Na pecuária, o prejuízo resulta da morte dos animais e da perda de produtividade (durante o frio, os animais não ganham peso tão rapidamente), assim como da destruição de pastagens. Na agricultura, observa Nelson, os produtores estão muito próximos da época de plantio e temem que não dê tempo de limpar e preparar as terras.
A estimativa de perdas inclui os custos de limpeza das áreas inundadas assim como os de plantio tardio – diz Nelson.
John Hansen, presidente da União dos Produtores do Nebraska, alerta que os custos de limpeza serão substanciais. “A água da inundação espalhou uma mistura tóxica de combustíveis e óleo diesel, que vazaram dos tanques das fazendas e dos postos. Os rios Platte, Elkhorn e seus tributários estão em péssimas condições, assim como a região da parte norte, onde a barragem se rompeu. Temos quatro ou cinco rios que atingiram simultaneamente os níveis mais altos já registrados”.

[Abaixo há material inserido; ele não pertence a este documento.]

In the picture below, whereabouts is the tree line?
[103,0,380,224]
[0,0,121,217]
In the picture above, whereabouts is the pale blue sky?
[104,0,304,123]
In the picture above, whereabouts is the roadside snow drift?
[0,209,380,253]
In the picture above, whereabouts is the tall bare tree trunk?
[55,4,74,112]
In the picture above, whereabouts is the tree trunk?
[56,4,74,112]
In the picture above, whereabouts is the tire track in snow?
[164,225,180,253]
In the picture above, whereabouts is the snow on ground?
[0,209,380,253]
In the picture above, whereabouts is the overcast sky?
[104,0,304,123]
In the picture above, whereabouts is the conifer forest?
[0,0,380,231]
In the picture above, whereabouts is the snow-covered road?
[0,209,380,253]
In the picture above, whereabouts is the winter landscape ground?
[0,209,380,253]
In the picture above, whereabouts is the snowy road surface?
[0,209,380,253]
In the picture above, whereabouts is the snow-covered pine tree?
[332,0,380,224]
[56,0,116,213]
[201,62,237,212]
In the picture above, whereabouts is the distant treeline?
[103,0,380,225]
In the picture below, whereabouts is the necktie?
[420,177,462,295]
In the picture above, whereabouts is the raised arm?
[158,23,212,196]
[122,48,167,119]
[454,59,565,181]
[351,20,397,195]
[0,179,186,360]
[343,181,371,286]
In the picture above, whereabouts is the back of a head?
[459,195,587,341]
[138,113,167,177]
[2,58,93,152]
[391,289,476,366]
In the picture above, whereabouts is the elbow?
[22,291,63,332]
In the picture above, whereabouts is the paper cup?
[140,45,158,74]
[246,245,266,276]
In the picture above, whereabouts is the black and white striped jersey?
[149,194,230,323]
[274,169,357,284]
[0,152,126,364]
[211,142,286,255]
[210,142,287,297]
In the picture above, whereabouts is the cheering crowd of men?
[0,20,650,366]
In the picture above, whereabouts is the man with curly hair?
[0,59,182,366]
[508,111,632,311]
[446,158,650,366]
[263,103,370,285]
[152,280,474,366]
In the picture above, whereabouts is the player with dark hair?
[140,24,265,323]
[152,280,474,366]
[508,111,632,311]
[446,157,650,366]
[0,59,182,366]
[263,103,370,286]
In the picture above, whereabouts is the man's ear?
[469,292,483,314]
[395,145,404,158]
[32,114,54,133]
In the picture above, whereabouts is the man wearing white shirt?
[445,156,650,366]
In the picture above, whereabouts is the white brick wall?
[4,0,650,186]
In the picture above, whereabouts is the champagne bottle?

Segundo Hansen, o gelo criou pontos de estrangulamento nas pontes e lagos, fazendo a água derretida extravasar por sobre as barrancas dos rios e leitos de rodovias, deixando ilhados agricultores, pecuaristas e suas criações.
A Defesa Civil do estado está utilizando helicópteros para entregar feno e ração animal às propriedades ilhadas; um abrigo foi construído para acolher o gado em terra firma na região de Lincoln. Mas Amy Dickerson, diretor do centro de eventos de Lancaster, disse que muitos pecuaristas não estão conseguindo levar seus animais para o abrigo porque não têm como passar por ruas e pontes destruídas.
“Não recebemos nenhum animal até agora; nenhuma vaca, cavalo ou lhama. Soubemos que 20 cavalos estavam presos num estábulo com água pela altura da barriga. O pessoal está levando comida para eles de barco. Era para 17 desses cavalos serem trazidos para cá, mas talvez tenham sido levados para outro lugar”.
Dickerson disse que o local atraiu muitos voluntários e funciona, agora, como uma central de apoio, organizando a coleta e distribuição de ração para os animais ilhados. A oferta de alimento é escassa, no entanto, devido à destruição causada pelas águas.
“As pessoas estão perdendo seus rebanhos”, reporta Dickerson. “É possível ver os animais em fotos do Facebook, flutuando como pequenos pontos negros no meio da inundação”.
Para os pecuaristas e agricultores da parte norte do estado, o pior pode ter passado, com as águas da enchente começando a recuar. Mas a terra saturada também traz podridão, mofo e outros problemas.
“Temos algumas pequenas cidades próximas destes rios que serão simplesmente devastadas. Como fazer para identificar as necessidades das pessoas, além, é claro, de mantê-las sãs e salvas? Toda essa água agora se desloca rumo ao sul. Hello, Kansas City!”
O produtor Kyle Tubbs, do condado de Craig, no Missouri, a 144 km de Kansas City, levou todos seus 400 suínos para áreas mais elevadas no final de semana, perdendo apenas um animal no transporte. A única construção da fazenda que não está debaixo d’água é a casa principal, que ele construiu quase três metros acima do nível do solo após as enchentes de 2010 e 2011. Tubbs disse que a inundação – a terceira nos últimos dez anos – está longe de retroceder.
“Tem tanta água lá em cima, nas Dakotas, que vamos ter que lutar contra isso o verão inteiro. Nossos rios são muito mal administrados”, diz.
Tubbs teme que demore meses até que consiga trazer seus animais de volta à fazenda. Até lá, eles serão mantidos num abrigo temporário, sem acesso a água corrente e sem salas de maternidade para as fêmeas prenhes – o que pode significar ainda mais perdas.
Tudo o que Tubbs pode fazer, por enquanto, é usar um bote como meio de transporte. Quando olha para o sul, ele só vê água. “Sou dono da única propriedade no Missouri com vista para o oceano”, arremata.